Causal inference must begin with the effects of given causes rather than vice versa (causes of given effects). [@Holland1986] Think of chaotic dynamical systems, where “every initial/boundary condition is relevant”, and the dynamical system is also hold blameful. Nonlinear systems cannot be globally attributed.
經濟學的主要用場是解釋世事，而世事的實情調查是很花時間的工作... 另一方面，如果同學沉迷于某些原理或技術上的發展，驚覺到不管用時，可能已經老了。 --张五常
I’m not interested in research efforts that try to build theory where [these’re deemed to be trash papers.]
The characteristics of a research is largely determined by: disciplinary paradigm; academic background of the researcher; technologies available at the time. Don’t let your ideas restricted by these limitations.
[Empirical Science] Empirical science is not dauntingly difficult; it can be mind-provokingly simple and fun. For us who are so used to mathematics and formal sciences, research that involves experiments and data seems so intriguing, deceived by the myth that empirical research is expensive and time-consuming. Current research in physics do require super expensive instruments because of the advanced nature of their research, but in other fields measurements can be made quite inexpensively, as long as you have smart idea.
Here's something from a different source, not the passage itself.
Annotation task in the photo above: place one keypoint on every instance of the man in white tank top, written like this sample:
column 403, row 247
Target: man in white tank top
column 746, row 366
Data can be acquired by measurement, survey, or access to documented data (from the library or someone else). Time spent in collecting data also drastically depend on what smart idea you have. The ultimate lesson for theorists who shun scientific empiricism is to be confident, to know the real world, and to practice the essence of science.
[Ceteris Paribus] Should the traditional "all else being equal" be replaced by a more practical "all else left unknown", conclusions can become much more useful. This symbolizes a transition from deterministic differential viewpoint to statistical presentation.
[Method Validation] 在没有可信赖的解（理论解、实验数据、数值解）存在的时候，评价新的方法的有效性其实可以通过与已有解法的解作细致比较得出。
[否定性结论] 我猜是不是怀疑一个理论并最终得出负面结论，比建立一个经得起检验的理论要容易得多， 所以我才疯狂的沉迷于反驳既有理论却不知道什么算是合理的理论。 大家最不喜欢听到的恐怕也就是否定性的结论了，比如混沌理论否定了中长期天气预报，哥德尔不完备性定理否定了完备公理体系。
[抽象问题与具体问题] 我有一个思想的误区需要改正：卷入到过度抽象而难于描述的问题中，长时间无法得到任何结论。 正确的做法是，一旦发现自己处于这种状态，立即放弃考虑这个问题，转入到解决具体的问题中去。 按照唐少强的说法就是，“心里装着大问题，手上算着小问题”。 按儒家的说法就是，“吾尝终日而思矣，不如须臾之所学也”。 因为过度抽象的问题不是靠“顿悟”、“冥想”能解决的，它需要许多具体的小问题一点点拼起来以得到一个完整的认识。 我们需要分解，这就是为什么analytical writing是我们获得新认识的方式。
一篇论文中可能有很多你想探究其合理性的地方，但并不是每个地方都值得花功夫研究，因为不是所有疑点都有内在的价值。 就好像世界上有很多山洞，但只有少部分的山洞里藏有宝藏。 研究中会有很多不够明确的地方，但很多情况下不去追究那些模模糊糊的地方也能达到原先的要求。 做研究时，只需要记录下那些存有模糊的地方，方便有需要时检查就足够了。